Ed Harris w swojej kreacji łączy te sprzeczności: geniusz i dzikość, wulgarność i rozmowa z Bogiem. Ten aktor zagrał u Ciebie trzy charakterystyczne postacie: w "Zabić księdza" mordercę "kuszonego przez dobro", w "Trzecim cudzie" księdza grzesznika, w "Kopii mistrza" geniusza bestię. Co Cię w nim najbardziej fascynuje?

- To bardzo poważny człowiek, który wykonuje niepoważny zawód. Ale robi to z takim zaangażowaniem, że wszystko nabiera innego wymiaru. Ma świetnie opanowaną technikę, interesujące warunki zewnętrzne, ale tym, co mnie w nim najbardziej pociąga, jest jego głębia, rzadko spotykana w tym świecie.
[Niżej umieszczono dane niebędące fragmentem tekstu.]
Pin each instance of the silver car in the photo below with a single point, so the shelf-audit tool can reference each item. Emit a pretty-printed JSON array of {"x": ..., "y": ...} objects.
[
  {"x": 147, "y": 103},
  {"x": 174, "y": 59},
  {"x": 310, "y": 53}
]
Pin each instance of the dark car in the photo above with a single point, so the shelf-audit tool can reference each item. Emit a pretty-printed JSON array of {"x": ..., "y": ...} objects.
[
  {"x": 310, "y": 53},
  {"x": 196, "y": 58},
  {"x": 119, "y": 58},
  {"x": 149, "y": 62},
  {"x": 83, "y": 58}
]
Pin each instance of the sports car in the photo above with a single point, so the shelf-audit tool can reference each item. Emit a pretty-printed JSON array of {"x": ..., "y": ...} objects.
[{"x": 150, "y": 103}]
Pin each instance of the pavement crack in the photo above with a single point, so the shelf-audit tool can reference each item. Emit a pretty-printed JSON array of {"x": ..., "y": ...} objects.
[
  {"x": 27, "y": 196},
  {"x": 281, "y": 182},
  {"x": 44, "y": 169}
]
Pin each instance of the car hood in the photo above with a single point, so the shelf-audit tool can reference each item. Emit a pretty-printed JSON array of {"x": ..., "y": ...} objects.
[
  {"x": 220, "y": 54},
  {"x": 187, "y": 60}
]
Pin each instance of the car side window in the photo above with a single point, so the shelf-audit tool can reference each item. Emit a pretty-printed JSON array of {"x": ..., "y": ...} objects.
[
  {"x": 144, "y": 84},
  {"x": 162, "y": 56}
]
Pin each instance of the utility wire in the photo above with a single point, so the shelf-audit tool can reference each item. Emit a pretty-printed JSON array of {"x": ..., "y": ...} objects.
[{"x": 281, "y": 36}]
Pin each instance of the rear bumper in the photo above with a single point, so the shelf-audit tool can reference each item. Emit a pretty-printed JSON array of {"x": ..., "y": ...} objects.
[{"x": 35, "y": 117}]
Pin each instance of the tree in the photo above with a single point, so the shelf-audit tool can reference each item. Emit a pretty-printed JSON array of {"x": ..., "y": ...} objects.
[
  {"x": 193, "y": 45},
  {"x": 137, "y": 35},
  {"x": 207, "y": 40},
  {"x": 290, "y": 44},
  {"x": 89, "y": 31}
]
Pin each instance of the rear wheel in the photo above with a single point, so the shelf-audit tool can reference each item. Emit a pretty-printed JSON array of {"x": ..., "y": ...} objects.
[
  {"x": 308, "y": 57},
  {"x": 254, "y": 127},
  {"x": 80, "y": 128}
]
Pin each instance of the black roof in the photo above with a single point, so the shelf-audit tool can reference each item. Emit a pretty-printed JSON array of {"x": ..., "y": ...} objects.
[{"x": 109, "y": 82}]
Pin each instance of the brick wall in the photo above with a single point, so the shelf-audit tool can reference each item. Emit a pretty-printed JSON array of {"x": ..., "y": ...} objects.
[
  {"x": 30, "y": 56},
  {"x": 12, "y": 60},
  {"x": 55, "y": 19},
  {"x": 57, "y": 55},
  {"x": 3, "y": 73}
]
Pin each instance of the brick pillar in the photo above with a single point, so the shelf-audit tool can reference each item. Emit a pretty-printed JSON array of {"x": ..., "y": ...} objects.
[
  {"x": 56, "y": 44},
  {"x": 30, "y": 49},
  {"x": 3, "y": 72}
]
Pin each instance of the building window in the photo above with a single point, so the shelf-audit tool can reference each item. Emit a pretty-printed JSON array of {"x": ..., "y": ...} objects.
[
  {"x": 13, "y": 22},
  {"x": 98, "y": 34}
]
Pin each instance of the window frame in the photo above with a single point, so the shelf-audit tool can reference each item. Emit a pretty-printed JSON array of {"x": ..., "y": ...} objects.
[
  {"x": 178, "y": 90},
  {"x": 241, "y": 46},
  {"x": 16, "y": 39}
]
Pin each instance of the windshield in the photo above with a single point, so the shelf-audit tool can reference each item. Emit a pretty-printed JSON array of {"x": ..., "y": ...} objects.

Jesteśmy zaprzyjaźnieni. Kiedy miałam kontrowersje z producentami, on stawał za mną murem, ratował z opresji. Zawsze mogę na niego liczyć.

Mamy podobny system wartości. On też nie jest gwiazdą, żyje bardzo skromnie, życiem wewnętrznym, poza cyrkiem hollywoodzkim. Przeszkodziło mu to w karierze - nie dość promował siebie. Mimo burzliwej młodości nie stał się nigdy bohaterem skandali, które mogłyby go wyprowadzić na pierwsze strony tabloidów czy "people magazines". A poza tym jesteśmy urodzeni tego samego dnia - 28 listopada (on jest młodszy). Pod znakiem Strzelca. Jak Beethoven.